The incoming president, like the outgoing one, recognizes the urgent need to control entitlement spending to avert a fiscal wreck now upon the nation.
When President Bush won his second term in 2004, one of his first utterances was that his reelection accrued political capital that he would spend by pushing for reform of Social Security.
As it turned out, the Iraq war and Hurricane Katrina burned through Bush’s political capital quickly, and he had none left for reform — not that he appeared really to put the weight of his office forcefully behind it. And the Social Security reform proposal received a lukewarm reception, at best, from congressional Republicans.
It is intriguing, now that we are four years closer to the oncoming disaster, to see the next president, a politician whose views differ radically from those of the incumbent, nevertheless coming to largely the same conclusion. The country cannot afford, or will shortly be unable to afford, to meet its entitlement promises.
Obama has not given any details yet of how he proposes closing the massive fiscal gap, and his first hints are that he will focus as much on Medicare as on Social Security. One of the criticisms of Bush’s proposal was that he was focusing on Social Security when Medicare was the bigger problem; this charge was true but hardly persuasive not to act on revamping the system.
Another criticism of Bush’s proposal was that it amounted to “privatization.” This was partly true, for each citizen would have been able to create a personal account and a portion of his or her Social Security taxes would have been managed there by the private sector. It will be fascinating to see how Obama avoids the inevitable charge of slashing benefits.
That may be an impossible task, but it is arguably easier for a Democratic president than a Republican to cut benefits, just as it was easier for a Republican president to thaw relations with China. On the other hand, President Reagan signed a Social Security fix in 1986, so aggressive and effective reform is less a matter of party than of political will.

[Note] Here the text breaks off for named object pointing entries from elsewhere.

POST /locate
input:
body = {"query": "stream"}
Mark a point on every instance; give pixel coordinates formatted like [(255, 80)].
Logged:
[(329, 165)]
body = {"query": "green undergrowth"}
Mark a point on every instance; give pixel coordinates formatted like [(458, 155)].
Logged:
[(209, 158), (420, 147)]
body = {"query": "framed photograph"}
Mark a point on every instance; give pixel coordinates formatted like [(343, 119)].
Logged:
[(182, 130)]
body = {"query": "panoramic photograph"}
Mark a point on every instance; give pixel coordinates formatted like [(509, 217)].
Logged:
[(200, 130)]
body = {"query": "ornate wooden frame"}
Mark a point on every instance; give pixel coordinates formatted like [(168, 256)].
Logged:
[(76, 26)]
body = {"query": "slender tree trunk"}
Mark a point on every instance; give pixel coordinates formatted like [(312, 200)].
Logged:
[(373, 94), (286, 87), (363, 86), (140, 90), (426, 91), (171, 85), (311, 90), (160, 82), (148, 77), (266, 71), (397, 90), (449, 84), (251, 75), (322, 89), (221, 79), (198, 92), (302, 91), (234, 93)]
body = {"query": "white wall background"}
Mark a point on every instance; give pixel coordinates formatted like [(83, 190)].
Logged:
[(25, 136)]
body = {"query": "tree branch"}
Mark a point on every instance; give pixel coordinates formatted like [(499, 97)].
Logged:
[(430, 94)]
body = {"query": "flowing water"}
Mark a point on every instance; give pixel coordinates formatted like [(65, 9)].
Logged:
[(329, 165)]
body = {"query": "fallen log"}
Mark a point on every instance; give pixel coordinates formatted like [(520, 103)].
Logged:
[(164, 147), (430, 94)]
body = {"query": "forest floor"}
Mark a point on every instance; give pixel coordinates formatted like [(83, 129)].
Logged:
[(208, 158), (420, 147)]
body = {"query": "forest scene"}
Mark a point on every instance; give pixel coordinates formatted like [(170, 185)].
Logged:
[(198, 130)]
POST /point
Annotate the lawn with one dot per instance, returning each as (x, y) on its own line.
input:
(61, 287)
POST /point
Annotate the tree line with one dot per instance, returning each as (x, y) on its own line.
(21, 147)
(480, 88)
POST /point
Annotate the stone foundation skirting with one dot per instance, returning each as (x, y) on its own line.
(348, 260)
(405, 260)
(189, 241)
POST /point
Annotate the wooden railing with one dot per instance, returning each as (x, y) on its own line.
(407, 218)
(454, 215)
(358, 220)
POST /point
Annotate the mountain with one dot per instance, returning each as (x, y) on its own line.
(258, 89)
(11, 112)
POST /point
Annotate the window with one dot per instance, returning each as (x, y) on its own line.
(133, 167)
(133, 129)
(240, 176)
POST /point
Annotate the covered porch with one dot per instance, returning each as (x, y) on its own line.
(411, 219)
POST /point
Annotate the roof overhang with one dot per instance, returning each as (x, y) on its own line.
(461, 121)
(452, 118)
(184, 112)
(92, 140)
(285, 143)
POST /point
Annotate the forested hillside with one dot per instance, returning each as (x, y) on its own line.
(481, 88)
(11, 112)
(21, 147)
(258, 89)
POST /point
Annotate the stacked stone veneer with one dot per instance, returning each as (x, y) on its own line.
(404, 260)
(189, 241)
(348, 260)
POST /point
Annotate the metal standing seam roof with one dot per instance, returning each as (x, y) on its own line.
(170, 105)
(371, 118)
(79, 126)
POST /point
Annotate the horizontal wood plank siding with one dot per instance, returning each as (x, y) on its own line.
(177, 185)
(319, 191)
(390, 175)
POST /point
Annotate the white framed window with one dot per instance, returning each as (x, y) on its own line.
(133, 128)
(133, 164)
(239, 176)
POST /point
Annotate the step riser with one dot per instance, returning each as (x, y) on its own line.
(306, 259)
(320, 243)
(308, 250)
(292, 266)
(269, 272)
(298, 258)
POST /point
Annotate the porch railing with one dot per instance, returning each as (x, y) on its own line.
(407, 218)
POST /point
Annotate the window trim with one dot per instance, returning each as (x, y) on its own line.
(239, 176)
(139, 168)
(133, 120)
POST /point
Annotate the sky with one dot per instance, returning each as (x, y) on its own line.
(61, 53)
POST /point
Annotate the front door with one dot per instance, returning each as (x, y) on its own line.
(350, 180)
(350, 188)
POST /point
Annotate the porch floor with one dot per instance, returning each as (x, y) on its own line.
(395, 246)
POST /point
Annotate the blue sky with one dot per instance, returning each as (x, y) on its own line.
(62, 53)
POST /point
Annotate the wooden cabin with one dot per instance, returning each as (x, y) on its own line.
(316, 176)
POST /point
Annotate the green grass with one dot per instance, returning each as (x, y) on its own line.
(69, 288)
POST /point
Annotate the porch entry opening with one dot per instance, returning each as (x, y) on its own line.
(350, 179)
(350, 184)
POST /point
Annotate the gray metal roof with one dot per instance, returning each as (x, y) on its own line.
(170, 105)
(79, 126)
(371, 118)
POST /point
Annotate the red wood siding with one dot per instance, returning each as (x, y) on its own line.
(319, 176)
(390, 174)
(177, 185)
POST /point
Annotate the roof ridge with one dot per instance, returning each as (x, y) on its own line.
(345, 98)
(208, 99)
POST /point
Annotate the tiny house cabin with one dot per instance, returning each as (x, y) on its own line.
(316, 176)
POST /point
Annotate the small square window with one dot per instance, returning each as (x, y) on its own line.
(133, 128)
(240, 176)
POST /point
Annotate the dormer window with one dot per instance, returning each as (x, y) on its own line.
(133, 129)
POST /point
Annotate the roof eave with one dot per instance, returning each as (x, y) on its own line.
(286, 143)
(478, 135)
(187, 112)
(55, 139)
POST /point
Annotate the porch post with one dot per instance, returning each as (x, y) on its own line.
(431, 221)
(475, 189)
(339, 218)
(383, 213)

The core point, though, is that Obama has exhumed the issue of entitlement reform only a short time after it was interred. Pundits speculated that the failure in 2005 buried the issue for a decade. But the fiscal picture is so dire that it cannot be ignored any longer.
The most astringent opponents of Social Security reform or any suggestion that benefits needed to be reduced came from Obama’s own party. Cutting payments, or delaying them by raising the age at which entitlements kick in, will be a hard sell on Capitol Hill.